It always comes down to finding a place to live

  • Lake Creek Village, 270 new units of worker housing, sits below interstate

    Ray Ring
 

(This is a sidebar to an HCN magazine cover story on the New West's servant economy.)

Summit County, Colo., the top ski destination in the nation, did more business last season than all the ski areas in Utah. The county's resorts hosted more than 3 million skier visits. Neighboring Eagle County hosted another 2 million skier visits. Together, cashing in on skiing and other tourism, the two counties ring up more than $1 billion a year in retail sales.

The boom and linked population growth create their own undertow, though, and sometimes it may appear that life jackets are being ignored.

"In Summit County now, we have three towns talking about building year-round ice rinks, and somehow we have no money for social services," says Joe Sands, a Summit County Commissioner.

But Sands, an ex-miner and constant firebrand, would have to admit some recent progress. Both counties have efficient public bus systems to move tourists and workers. Both have opened medical clinics to provide low-cost care to low-income residents and workers; the Summit County clinic is staffed by doctors, nurses and clerical staff who volunteer their time.

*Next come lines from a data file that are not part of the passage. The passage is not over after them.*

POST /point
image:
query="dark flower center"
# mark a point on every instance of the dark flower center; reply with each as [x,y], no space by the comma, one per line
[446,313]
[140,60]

With as much as 90 percent of the mothers working (said to be the highest percentages in the nation), and the stress showing in an increase of child abuse, the counties are groping to establish more full-service, affordable child care. "We're the only center in Summit County that takes infants," says Margaret Maywalt, assistant director of Zoomer's day care in Dillon. "We have a waiting list. Parents sign up when they find out they're pregnant."

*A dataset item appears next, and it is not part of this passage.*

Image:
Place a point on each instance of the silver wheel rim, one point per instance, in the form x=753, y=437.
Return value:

In Eagle County, the Vail Valley Foundation is working with the Catholic Archdiocese to borrow a child-care model from an adjacent working-class county. The model, called The Center, is based in the Lake County seat, Leadville, where it serves every family that needs child care: 700 kids in all, ranging from infants to high-school kids who come after school.

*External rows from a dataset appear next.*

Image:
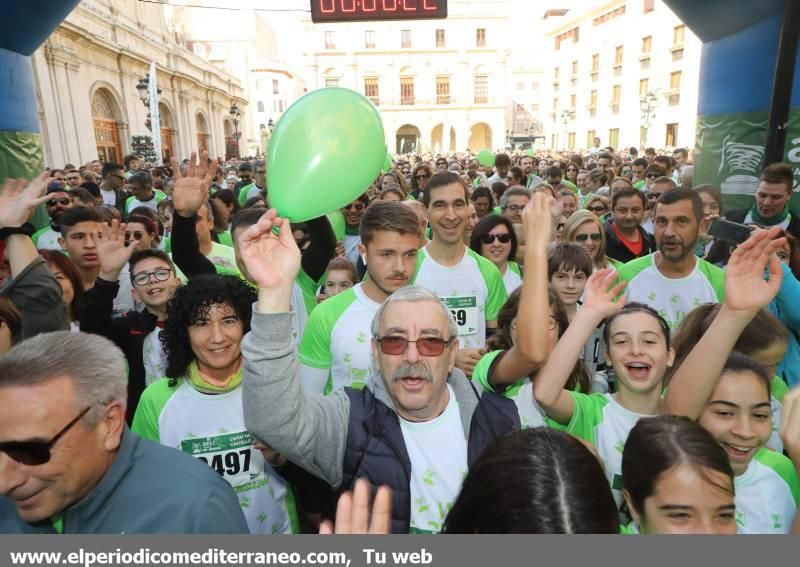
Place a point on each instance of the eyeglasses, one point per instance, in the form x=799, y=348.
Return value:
x=428, y=346
x=489, y=238
x=143, y=278
x=34, y=453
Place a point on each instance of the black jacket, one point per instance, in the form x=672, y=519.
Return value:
x=127, y=332
x=616, y=249
x=721, y=251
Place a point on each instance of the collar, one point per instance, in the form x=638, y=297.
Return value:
x=771, y=221
x=97, y=498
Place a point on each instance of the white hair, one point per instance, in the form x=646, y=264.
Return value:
x=414, y=293
x=95, y=365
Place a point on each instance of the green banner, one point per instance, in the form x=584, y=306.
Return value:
x=730, y=151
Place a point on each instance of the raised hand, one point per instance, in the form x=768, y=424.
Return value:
x=600, y=291
x=19, y=198
x=353, y=512
x=272, y=261
x=112, y=253
x=538, y=221
x=191, y=190
x=746, y=288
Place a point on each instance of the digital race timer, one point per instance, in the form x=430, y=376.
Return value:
x=366, y=10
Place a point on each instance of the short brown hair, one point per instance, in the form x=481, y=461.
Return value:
x=388, y=215
x=778, y=173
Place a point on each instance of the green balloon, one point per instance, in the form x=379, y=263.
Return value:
x=336, y=218
x=486, y=157
x=324, y=152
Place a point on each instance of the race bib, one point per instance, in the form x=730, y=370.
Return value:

"Yale University selected us as one model for the 21st Century. Harvard has done a study on us, too," says Kathy Brendza, director of The Center. "We've been studied to death on the effects of child care and how it helps communities." Eighty-five percent of the kids have parents who commute to jobs in the ski counties. Because so many parents work weekends and holidays, The Center is open every day; a couple of dozen kids will be there Christmas Day. Thanks to government programs and grants, needy families pay on a sliding scale - some as little as 50 cents an hour.

"We're convinced that model will work in Eagle County," says John Garnsey, president of the Vail foundation. "We have the same problems they have in Leadville' - lots of families with both parents working.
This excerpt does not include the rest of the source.